BYOD, or “Bring Your Own Device” is a phenomenon that is currently the rage in many companies. But it could completely derail a business purchase.

BYOD is where an employee uses their own mobile phone, tablet or laptop to access company email, data, networks or applications. It it perceived to allow the employees to be more productive and responsive by accessing job related information and applications on their own device, which they have with the all the time. Companies perceive BYOD to be a way to spend less on hardware for employees.  Everybody wins? Right?

BYOD can be a necessity for small businesses that need to deploy scarce capital for product development. They simply can’t afford spending those resources on phones, and other devices even though they are needed to run the business. BYOD can be a positive for larger companies in terms of impact to budget, improved customer response time and better data for real-time decisions.

What about BYOD when it comes to a business purchase?

When it comes time to purchase  a business, what should an acquirer be looking for reading BYOD that could create problems in the deal?

Here are 5 areas that an acquiring company should consider when it comes to BYOD concerns.

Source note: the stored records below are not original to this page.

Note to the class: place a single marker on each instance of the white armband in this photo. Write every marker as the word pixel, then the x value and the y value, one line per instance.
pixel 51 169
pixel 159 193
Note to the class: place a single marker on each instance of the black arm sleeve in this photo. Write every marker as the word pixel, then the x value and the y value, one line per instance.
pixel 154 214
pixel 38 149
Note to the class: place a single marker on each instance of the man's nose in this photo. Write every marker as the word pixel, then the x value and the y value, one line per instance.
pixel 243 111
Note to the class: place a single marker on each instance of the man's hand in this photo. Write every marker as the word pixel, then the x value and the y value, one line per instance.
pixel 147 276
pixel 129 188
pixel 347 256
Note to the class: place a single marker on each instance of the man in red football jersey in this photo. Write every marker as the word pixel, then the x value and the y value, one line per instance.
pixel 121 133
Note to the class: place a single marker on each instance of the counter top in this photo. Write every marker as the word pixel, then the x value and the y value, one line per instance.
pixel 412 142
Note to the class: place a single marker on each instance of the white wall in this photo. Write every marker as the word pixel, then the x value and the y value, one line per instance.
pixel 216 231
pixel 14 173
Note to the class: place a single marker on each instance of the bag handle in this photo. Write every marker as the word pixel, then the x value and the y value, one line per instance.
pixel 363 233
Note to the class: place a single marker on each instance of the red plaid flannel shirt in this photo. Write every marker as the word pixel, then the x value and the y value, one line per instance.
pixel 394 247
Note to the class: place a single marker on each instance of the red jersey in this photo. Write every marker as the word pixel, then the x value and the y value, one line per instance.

1. Access to company systems

BYOD means that employees are able to login to corporate systems easily. Systems such the payroll or accounting system, maybe your sales or customer applications like salesforce. This includes access to corporate websites for monitoring and publishing content or social media posts. Many employees setup their devices to remember login id’s and passwords so that they don’t have to login to a service overtime they check it. This means that if there phone is stolen and unlocked, the thieves could potentially access those corporate accounts in the same way the employee does.

2. Confidential data

BYOD offers access to corporate systems. This means that for some applications you can download data that may be confidential to the company. Email attachments such as sales reports or contracts, files that are accessed from corporate data servers and documents and spreadsheets can all be stored locally on employee devices. Companies that have intellectual property records and documents would need to pay special attention to this.

3. Customer records

BYOD brings a big advantage to employees for dealing with clients and prospects. By having access to up-to-date, real time customer data and records the employee is able to have more relevant conversations with the client or prospect. This access can help close deals and increase revenue. However, if the device were lost or stolen this same customer data could be available to perpetrators. Corporate data breaches are now commonplace and very expensive.  Acceding to the 2015 IBM Cost of Data Breach Study the average consolidated total cost of a data breach is $3.8 million.

4. Departing employees

Acquiring a business sometimes means existing employees are re-assigned or let go, and some may choose not to stay with the new owners. Acquirers needs to carefully analyze the BYOD impacts of a departing employee. Make sure their access is removed and any locally stored data, or copies of data are deleted. Otherwise they could be walking out the door with the keys to the kingdom, or at least part of it. This is a particularly crucial step for departing IT system administrators. They usually have capability in their access to have full control over systems, data or servers. It is imperative that these aspects be clearly walked through for any departing IT or software development employees.

5. BYOD policy mismatch

Prudent companies use BYOD where it makes sense and helps the company objectives. Part of this prudence is spelled out in the BYOD policy the company should have. These policies should try to balance  employee access and convenience with liability and privacy concerns. The acquiring company needs to investigate the policies in place and determine if they are compatible with their own current practice. If not changes will need to be made, communicated, trained and enforced as part of the transition.

Conclusions

These are some of the basic impacts. Certain businesses may have additional concerns when it comes to HIPPA, manufacturing controls and other specialty applications. It is important to consider these aspects in the deal making phase and investigate them thoroughly during due diligence so that deal risks and impacts are known. An acquirer may need to enlist the services of an IT professional to fully investigate the risks and sues. Knowing before the deal is signed helps make the best decision possible.